Here is a Python program that is able to create the masked image without having to read in the centers.txt file.

"""
 * Python program to mask out everything but the wells
 * in a standardized scanned 96-well plate image, without
 * using a file with well center location.
"""
import numpy as np
import skimage
from skimage.viewer import ImageViewer
import sys

# read in original image
image = skimage.io.imread(sys.argv[1])

# create the mask image
mask = np.ones(shape=image.shape[0:2], dtype="bool")
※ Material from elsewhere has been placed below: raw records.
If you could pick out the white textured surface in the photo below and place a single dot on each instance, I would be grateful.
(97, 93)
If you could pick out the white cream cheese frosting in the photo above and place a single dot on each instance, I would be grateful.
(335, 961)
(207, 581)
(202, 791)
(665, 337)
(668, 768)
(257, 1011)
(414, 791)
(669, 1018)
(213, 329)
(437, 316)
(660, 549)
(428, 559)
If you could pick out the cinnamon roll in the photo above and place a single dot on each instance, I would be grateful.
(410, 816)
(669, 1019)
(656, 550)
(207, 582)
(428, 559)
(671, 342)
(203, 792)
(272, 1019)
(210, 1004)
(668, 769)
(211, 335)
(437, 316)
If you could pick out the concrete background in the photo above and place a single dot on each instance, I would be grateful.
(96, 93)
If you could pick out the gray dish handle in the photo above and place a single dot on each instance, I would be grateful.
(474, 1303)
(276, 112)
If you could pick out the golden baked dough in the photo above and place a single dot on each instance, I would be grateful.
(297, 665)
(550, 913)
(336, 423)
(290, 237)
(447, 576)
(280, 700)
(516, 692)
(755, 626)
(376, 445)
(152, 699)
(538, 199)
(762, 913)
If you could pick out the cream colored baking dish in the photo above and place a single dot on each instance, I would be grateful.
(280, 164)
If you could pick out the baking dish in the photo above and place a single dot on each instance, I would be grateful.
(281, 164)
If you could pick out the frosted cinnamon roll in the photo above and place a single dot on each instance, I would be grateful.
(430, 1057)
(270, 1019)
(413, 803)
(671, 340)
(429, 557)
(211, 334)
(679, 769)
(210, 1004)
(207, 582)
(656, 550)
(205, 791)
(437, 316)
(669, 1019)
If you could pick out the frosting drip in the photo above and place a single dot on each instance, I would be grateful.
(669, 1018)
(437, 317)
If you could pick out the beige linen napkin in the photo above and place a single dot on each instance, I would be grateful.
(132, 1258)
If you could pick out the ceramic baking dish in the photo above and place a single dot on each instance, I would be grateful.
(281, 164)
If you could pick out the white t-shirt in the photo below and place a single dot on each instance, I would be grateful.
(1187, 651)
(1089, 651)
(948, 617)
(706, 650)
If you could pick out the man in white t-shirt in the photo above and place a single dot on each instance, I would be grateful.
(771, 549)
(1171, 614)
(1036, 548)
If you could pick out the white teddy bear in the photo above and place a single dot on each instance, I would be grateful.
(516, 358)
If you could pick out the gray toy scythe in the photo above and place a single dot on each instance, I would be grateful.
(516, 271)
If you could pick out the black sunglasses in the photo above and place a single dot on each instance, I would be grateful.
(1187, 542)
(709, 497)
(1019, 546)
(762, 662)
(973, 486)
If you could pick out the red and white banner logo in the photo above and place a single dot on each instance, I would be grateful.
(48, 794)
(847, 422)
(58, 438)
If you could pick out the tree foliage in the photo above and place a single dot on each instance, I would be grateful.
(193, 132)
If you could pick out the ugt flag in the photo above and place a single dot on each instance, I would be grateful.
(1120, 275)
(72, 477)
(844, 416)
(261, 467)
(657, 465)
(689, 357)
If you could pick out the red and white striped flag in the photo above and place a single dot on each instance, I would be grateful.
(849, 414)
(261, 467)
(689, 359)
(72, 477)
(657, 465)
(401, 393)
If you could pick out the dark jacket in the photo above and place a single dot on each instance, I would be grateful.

# upper left well coordinates
x0 = 91
y0 = 108

# spaces between wells
deltaX = 70
deltaY = 72

x = x0
y = y0

# iterate each row and column
for row in range(12):
    # reset x to leftmost well in the row
    x = x0
    for col in range(8):

        # ... and drawing a white circle on the mask
        rr, cc = skimage.draw.circle(y, x, radius=16, shape=image.shape[0:2])
        mask[rr, cc] = False
        x += deltaX
    # after one complete row, move to next row
    y += deltaY

# apply the mask
image[mask] = 0

# write the masked image to the specified output file
skimage.io.imsave(fname=sys.argv[2], arr=image)

Key Points

  • We can use the NumPy zeros() function to create a blank, black image.

  • We can draw on skimage images with functions such as skimage.draw.rectangle(), skimage.draw.circle(), skimage.draw.line(), and more.

  • The drawing functions return indices to pixels that can be set directly.